And she was ready to test them. The answer came to him so suddenly he nearly tripped over a crack in the pavement. The new clothes, the desire to actively pursue her erstwhile suitor. It was all there. She was ready to break out of her self-imposed exile, a butterfly emerging from the cocoon, still somewhat fragile, still learning the powerful of its wings, its beauty. After all, she’d left early for whatever reason. She had not told him why she’d left, but since it hadn’t been to sneak off to the terrace with her beau, he could only conclude that the lack of success in that regard had encouraged her flight.
Jonathon stopped outside the window of his usual florist’s on Bond Street, studying the blooms on display.
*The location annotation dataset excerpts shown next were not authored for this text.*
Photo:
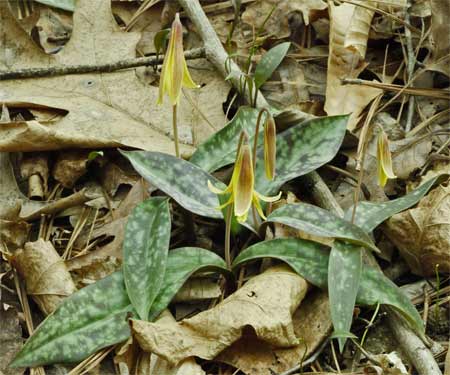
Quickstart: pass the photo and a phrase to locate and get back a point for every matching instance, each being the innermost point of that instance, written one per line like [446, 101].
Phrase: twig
[419, 355]
[432, 93]
[102, 68]
[59, 205]
[309, 361]
[410, 67]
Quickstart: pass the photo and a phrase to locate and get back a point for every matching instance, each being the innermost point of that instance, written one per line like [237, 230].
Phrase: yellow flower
[174, 73]
[384, 160]
[241, 187]
[270, 146]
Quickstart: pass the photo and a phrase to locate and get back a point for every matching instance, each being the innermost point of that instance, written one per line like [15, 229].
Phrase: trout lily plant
[96, 316]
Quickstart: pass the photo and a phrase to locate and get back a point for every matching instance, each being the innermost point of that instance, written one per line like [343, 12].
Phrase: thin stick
[59, 205]
[410, 66]
[101, 68]
[175, 130]
[431, 93]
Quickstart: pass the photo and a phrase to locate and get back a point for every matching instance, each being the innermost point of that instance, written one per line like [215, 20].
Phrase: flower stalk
[174, 75]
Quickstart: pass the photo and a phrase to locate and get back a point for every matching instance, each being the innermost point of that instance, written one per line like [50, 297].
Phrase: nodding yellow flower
[241, 187]
[174, 73]
[270, 147]
[384, 160]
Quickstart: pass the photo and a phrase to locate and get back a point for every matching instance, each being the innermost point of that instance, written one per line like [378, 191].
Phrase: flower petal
[243, 181]
[268, 199]
[258, 207]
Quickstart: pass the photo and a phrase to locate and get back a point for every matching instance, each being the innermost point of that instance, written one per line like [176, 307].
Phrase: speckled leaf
[302, 149]
[369, 214]
[344, 273]
[88, 320]
[181, 180]
[145, 249]
[375, 288]
[319, 222]
[269, 62]
[220, 149]
[183, 263]
[310, 260]
[68, 5]
[96, 316]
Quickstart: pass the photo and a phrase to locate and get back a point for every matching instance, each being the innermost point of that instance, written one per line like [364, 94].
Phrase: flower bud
[270, 147]
[384, 160]
[174, 73]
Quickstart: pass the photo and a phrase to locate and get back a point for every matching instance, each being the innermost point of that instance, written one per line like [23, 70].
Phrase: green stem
[175, 131]
[228, 236]
[255, 140]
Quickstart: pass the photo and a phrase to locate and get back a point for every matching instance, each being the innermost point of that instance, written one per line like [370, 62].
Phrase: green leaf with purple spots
[220, 149]
[370, 214]
[269, 62]
[96, 316]
[300, 150]
[90, 319]
[344, 274]
[183, 263]
[310, 260]
[319, 222]
[186, 183]
[145, 248]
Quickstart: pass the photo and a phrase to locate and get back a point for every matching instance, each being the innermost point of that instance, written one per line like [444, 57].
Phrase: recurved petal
[243, 181]
[268, 199]
[384, 159]
[258, 207]
[216, 190]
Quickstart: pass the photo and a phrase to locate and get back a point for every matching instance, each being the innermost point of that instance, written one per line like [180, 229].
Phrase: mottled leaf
[220, 149]
[370, 214]
[319, 222]
[183, 181]
[375, 288]
[160, 40]
[145, 249]
[88, 320]
[269, 62]
[183, 263]
[344, 273]
[300, 150]
[96, 316]
[310, 260]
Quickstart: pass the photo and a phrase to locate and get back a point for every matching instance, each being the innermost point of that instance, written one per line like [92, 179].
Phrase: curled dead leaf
[265, 303]
[46, 277]
[422, 234]
[346, 60]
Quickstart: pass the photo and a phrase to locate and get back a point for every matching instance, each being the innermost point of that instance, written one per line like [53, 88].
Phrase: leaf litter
[71, 182]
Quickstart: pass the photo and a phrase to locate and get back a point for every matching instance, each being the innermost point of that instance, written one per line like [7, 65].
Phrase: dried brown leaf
[278, 24]
[10, 340]
[422, 234]
[46, 276]
[312, 324]
[346, 61]
[265, 303]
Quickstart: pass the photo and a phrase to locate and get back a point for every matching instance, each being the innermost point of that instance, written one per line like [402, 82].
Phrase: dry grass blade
[428, 92]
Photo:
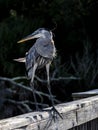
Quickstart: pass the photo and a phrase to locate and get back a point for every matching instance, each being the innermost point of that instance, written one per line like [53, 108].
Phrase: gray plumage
[41, 53]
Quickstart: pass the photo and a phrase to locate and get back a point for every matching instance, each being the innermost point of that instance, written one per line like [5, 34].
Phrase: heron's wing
[45, 48]
[20, 59]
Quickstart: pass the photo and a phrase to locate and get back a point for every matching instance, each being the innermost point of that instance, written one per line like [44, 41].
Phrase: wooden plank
[74, 114]
[79, 95]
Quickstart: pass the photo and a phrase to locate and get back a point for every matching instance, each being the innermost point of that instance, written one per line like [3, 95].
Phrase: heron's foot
[54, 114]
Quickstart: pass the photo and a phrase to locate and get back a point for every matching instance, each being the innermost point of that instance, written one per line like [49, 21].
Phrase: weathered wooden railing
[77, 115]
[81, 95]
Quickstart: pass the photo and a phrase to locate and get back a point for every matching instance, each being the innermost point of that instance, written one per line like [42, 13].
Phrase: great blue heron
[40, 54]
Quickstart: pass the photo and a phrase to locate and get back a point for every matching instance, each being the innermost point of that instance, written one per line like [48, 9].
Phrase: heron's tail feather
[20, 60]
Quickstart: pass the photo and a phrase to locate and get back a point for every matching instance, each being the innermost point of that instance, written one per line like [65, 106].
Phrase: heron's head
[41, 32]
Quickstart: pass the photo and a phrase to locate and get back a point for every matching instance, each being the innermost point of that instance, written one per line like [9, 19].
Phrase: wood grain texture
[74, 114]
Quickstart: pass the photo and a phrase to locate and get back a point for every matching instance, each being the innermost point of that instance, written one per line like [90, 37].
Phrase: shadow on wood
[74, 114]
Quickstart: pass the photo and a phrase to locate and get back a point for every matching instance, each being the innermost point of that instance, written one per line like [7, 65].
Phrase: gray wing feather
[45, 48]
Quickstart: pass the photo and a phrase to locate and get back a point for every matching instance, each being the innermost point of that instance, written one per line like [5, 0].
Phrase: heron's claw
[53, 117]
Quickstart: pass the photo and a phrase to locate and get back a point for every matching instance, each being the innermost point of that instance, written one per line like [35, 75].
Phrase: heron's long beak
[29, 37]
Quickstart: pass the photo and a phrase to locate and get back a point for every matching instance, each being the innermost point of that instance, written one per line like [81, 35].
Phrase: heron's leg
[32, 85]
[54, 112]
[48, 83]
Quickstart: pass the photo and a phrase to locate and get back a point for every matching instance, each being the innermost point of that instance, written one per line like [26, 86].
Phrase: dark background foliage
[76, 40]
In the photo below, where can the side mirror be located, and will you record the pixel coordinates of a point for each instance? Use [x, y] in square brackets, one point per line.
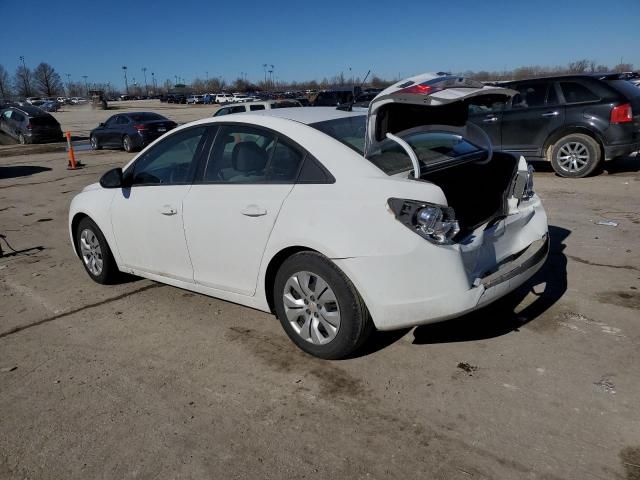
[112, 179]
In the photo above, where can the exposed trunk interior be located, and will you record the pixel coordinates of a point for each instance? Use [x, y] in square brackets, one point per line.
[477, 192]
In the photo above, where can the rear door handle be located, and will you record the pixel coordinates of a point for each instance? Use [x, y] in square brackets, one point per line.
[253, 211]
[168, 210]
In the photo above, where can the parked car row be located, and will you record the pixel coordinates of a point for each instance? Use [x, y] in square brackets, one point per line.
[29, 124]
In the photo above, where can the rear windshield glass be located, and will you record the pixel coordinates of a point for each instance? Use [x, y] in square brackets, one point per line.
[349, 130]
[43, 121]
[431, 148]
[145, 117]
[285, 104]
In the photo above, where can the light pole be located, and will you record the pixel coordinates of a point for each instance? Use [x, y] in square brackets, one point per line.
[146, 87]
[27, 87]
[126, 83]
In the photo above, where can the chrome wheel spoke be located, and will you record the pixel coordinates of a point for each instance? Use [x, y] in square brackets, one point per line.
[311, 307]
He could help her with the metamorphosis and not only with dances. The bell over the door jingled as he entered the exclusive Bond Street florist. The man behind the counter looked up from where he stood arranging a bouquet of yellow and white daisies, one of a hundred he did daily for the aspiring debutantes of the ton and their hopeful suitors.
‘Ah, Mr Lashley!’ He wiped his hands on his wide apron and hustled forward with a smile. ‘Have you come for something for your lovely girl?’
‘Yes, the usual for Miss Northam, if you please.’ He always sent a bouquet of pale pink roses, her signature colour, to Cecilia on the days she and her mother hosted their at home. ‘And the irises in the window, I’d like to send them to a second address.’ He pulled out his card case from the pocket of his coat. ‘Perhaps, you could mix in something yellow to go with them?’ He wrote a short sentence carefully in French on the back of his card. ‘Send this with it.’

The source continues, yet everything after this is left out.